Negative numbers are not permitted. If an invalid value is given, the default value of 1 will lead to a default single iteration.

Interestingly, 0 is a valid value for the animation-iteration-count
property. When set to 0, the animation still occurs, but zero times. This
is similar to setting animation-duration: 0s: it will throw both an
animationstart and an animationend event.

If you are attaching more than one animation to an element or
pseudo-element, include a comma-separated list of values for
animation-name, animation-duration, and animation-iteration-count:

.flag {
    animation-name: red, white, blue;
    animation-duration: 2s, 4s, 6s;
    animation-iteration-count: 3, 5;
}

The iteration-count values (and all other animation property values)
will be assigned in the order of the comma-separated animation-name
property value. Extra values are ignored. Missing values cause
the existing values to be repeated, as with animation-iteration-count in the above scenario.

In the preceding example, there are more name values than count values, so the
count values will repeat: red and blue will iterate three times, and
white will iterate five times. There are the same number of name values
as duration values; therefore, the duration values will not repeat. The
red animation lasts two seconds, iterating three times, and therefore will run
for a total of six seconds.
The white animation lasts four seconds, iterating five times,
for a total of 20 seconds. The blue animation is six seconds per
iteration with the repeated three iterations value, animating for a total of
18 seconds.

Invalid values will invalidate the entire declaration, leading to the animations to be played once each.

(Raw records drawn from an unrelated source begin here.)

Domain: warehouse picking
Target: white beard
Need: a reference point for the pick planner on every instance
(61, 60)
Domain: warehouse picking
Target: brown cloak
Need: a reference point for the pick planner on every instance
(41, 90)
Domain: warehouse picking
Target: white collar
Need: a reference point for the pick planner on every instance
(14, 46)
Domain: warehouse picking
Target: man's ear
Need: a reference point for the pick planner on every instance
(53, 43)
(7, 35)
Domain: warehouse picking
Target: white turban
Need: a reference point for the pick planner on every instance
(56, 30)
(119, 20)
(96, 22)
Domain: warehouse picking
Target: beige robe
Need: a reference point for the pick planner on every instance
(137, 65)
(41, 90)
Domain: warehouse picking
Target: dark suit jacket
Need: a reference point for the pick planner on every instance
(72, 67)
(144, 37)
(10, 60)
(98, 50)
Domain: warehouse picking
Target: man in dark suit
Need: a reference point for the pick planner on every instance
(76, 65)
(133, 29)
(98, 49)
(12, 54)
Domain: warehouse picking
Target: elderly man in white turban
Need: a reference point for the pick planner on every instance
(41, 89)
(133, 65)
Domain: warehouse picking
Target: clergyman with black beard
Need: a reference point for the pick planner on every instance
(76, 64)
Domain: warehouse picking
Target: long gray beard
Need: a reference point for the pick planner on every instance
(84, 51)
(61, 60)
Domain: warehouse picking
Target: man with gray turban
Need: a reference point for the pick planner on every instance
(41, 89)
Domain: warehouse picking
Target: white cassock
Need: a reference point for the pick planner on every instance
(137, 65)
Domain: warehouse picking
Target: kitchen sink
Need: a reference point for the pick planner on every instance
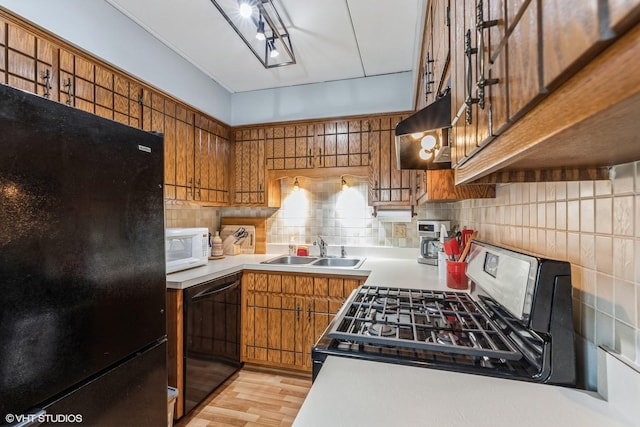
(316, 261)
(291, 260)
(338, 262)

If we want all three animations to end at the same time, even though
their durations differ, we can control that with
animation-iteration-count:

.flag {
    animation-name: red, white, blue;
    animation-duration: 2s, 4s, 6s;
    animation-iteration-count: 6, 3, 2;
}

In this example, the red, white, and blue animations will last
for a total of 12 seconds each, because the product of the durations and iteration counts in each case totals 12 seconds.

Setting an Animation Direction

With the animation-direction property, you can control whether the
animation progresses from the 0% keyframe to the 100% keyframe, or from
the 100% keyframe to the 0% keyframe. You can control whether all the
iterations progress in the same direction, or set every other animation
cycle to progress in the opposite direction.

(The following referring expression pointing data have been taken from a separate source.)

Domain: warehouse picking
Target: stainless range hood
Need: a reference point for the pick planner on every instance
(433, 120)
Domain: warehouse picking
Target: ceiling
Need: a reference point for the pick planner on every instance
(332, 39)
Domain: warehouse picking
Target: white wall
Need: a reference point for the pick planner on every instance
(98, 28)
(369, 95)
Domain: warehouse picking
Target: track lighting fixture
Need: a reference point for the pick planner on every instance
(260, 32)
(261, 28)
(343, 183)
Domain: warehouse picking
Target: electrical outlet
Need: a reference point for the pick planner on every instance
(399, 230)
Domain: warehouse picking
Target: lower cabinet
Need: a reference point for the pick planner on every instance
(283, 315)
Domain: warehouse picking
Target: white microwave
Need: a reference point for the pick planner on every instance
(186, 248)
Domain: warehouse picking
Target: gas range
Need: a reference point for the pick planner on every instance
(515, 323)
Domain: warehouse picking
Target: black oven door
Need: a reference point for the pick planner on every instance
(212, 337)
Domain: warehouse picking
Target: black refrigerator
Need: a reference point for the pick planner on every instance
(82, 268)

The animation-direction property defines the direction of the animation’s
progression through the keyframes. There are four possible
values:

animation-direction: normal

When set to normal (or omitted, which defaults to normal), each
iteration of the animation progresses from the 0% keyframe to the 100%
keyframe.

animation-direction: reverse

The reverse value sets each iteration to play in reverse keyframe
order, always progressing from the 100% keyframe to the 0% keyframe.
Reversing the animation direction also reverses the
animation-timing-function. This property is
described in “Changing the Internal Timing of Animations”.

animation-direction: alternate

The alternate value means the first iteration (and each
subsequent odd-numbered iteration) proceeds from 0% to 100%, and the
second iteration (and each subsequent even-numbered cycle) reverses direction, proceeding from 100% to 0%.

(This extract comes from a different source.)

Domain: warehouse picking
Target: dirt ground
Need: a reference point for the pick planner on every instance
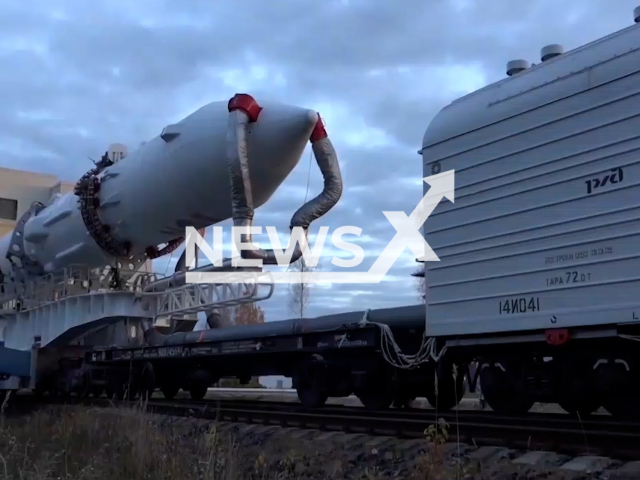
(75, 443)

animation-direction: alternate-reverse

The alternate-reverse value is similar to the alternate value,
except it’s the reverse.
The first iteration (and each subsequent odd numbered iteration) proceeds from 100% to 0%, and the second iteration (and each subsequent even-numbered cycle) reverses direction, proceeding from 100% to 0%:

.ball {
    animation-name: bouncing;
    animation-duration: 400ms;
    animation-iteration-count: infinite;
    animation-direction: alternate-reverse;
}
@keyframes bouncing {
    from {
        transform: translateY(500px);
    }
    to {
        transform: translateY(0);
    }
}

In this example, we are bouncing a ball, but we want to start by dropping it, not by throwing it up in the air: we want it to
alternate between going down and up, rather than up and down, so
animation-direction: alternate-reverse is the most appropriate value
for our needs.

This is a rudimentary way of making a ball bounce. When balls are
bouncing, they are moving slowest when they reach their apex and fastest
when they reach their nadir. We included this example here to illustrate
the alternate-reverse animation directions. We’ll revisit the bouncing
animation again later to make it more realistic with the addition of timing (see “Changing the Internal Timing of Animations”).
We’ll also discuss how, when the animation is iterating in the
reverse direction, the animation-timing-function is reversed.

Delaying Animations

The animation-delay property defines how long the browser waits after
the animation is attached to the element before beginning the first
animation iteration.

The animation-delay property sets the time, defined in seconds (s) or
milliseconds (ms), that the animation will wait between when the animation is
attached to the element and when the animation begins executing.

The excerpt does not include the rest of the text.